Steamは随時、ユーザーの使用しているハードウェアおよびソフトウェアの環境を調査しており、毎月結果を公表しています。2026年3月分の結果を見ると、大きな変動が記録されていました。
Steamハードウェア&ソフトウェア 調査
https://store.steampowered.com/hwsurvey/Steam-Hardware-Software-Survey-Welcome-to-Steam?platform=combined
Steamの調査結果の1番上に表示されるのはOSのシェアです。右端の数字が先月比となっており、Windows 11が10%以上増加し、Windows 10からの乗り換えが一気に進んだように見えます。また、Linuxのシェアが倍以上に増加しているようにも見えます。

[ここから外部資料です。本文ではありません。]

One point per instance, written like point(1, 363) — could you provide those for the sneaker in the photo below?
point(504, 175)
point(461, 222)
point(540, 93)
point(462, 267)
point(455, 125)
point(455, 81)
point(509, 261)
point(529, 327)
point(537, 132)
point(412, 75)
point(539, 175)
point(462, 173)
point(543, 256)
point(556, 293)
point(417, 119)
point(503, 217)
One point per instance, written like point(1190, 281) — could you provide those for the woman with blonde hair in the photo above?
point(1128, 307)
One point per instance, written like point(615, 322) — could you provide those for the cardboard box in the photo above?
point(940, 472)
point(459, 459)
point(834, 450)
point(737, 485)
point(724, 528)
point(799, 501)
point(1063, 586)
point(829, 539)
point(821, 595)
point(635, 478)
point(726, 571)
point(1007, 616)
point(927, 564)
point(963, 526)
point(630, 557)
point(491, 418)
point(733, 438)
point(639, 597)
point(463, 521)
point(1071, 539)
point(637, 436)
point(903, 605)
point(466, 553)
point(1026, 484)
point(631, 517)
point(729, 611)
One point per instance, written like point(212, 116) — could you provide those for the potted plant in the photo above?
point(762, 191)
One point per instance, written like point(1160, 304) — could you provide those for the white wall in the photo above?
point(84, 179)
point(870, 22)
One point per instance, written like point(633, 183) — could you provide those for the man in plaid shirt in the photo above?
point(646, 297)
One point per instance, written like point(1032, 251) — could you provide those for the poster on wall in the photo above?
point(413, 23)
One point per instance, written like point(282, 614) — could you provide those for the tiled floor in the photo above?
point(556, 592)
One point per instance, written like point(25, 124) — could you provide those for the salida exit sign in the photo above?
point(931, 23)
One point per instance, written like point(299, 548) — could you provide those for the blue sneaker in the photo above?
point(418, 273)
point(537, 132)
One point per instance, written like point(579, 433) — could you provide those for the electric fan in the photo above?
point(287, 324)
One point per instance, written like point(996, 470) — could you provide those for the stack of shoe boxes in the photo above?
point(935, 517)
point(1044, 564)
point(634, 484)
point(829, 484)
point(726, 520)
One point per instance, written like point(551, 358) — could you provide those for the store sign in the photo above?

しかし、使用言語の欄を見ると中国本土で使用されている簡体字が31.85%も減少。これまで約半数が中国語ユーザーだったところが、シェアが約23%まで低下していました。
中国では政府の検閲を受けたタイトルのみプレイできる中国版Steamを使用する必要がありますが、これを嫌うユーザーは国際版のSteamを遊ぶためにVPNを利用しているという実態があります。しかし、2026年3月11日には「VPNを無許可で使用した」として男性2人が罰金処分を受けたことが公表されました。
実際、中国で人気があり2026年には世界大会が上海で開催されることも決まっているゲーム「Dota 2」の接続数の推移を見ると3月11日付近から接続数が急減。事件が中国国内のSteamユーザーに影響を与えていることがうかがえます。
これを踏まえると、3月にWindows 11への乗り換えが一気に進んだのではなく、中国国内のSteamユーザーが主にWindows 10を使用していたため、中国国内からのアクセスが激減したためOSのシェアが激減してしまったように見えただけと考えられそうです。
同様に、他の項目でも中国国内のSteamユーザーが使用していたPCの一般的なスペックを推測可能。例えばメモリの搭載量のデータを見ると16GBが急増して32GBが急減しているように見えますが、中国国内のSteamユーザーが主にメモリを32GB搭載したPCを使用していたと考えるとつじつまが合います。
モニターの解像度ではフルHDが増加してQuad HDが減少しています。中国国内のSteamユーザーの多くがQuad HDのモニターを使用していた模様。
なお、Steam上ではWindowsが92%と圧倒的なシェアを誇っていますが、CDNサービスを展開するCloudflareの統計によるとWindowsのシェアは74%、macOSが21%、Linuxが3.3%となっていました。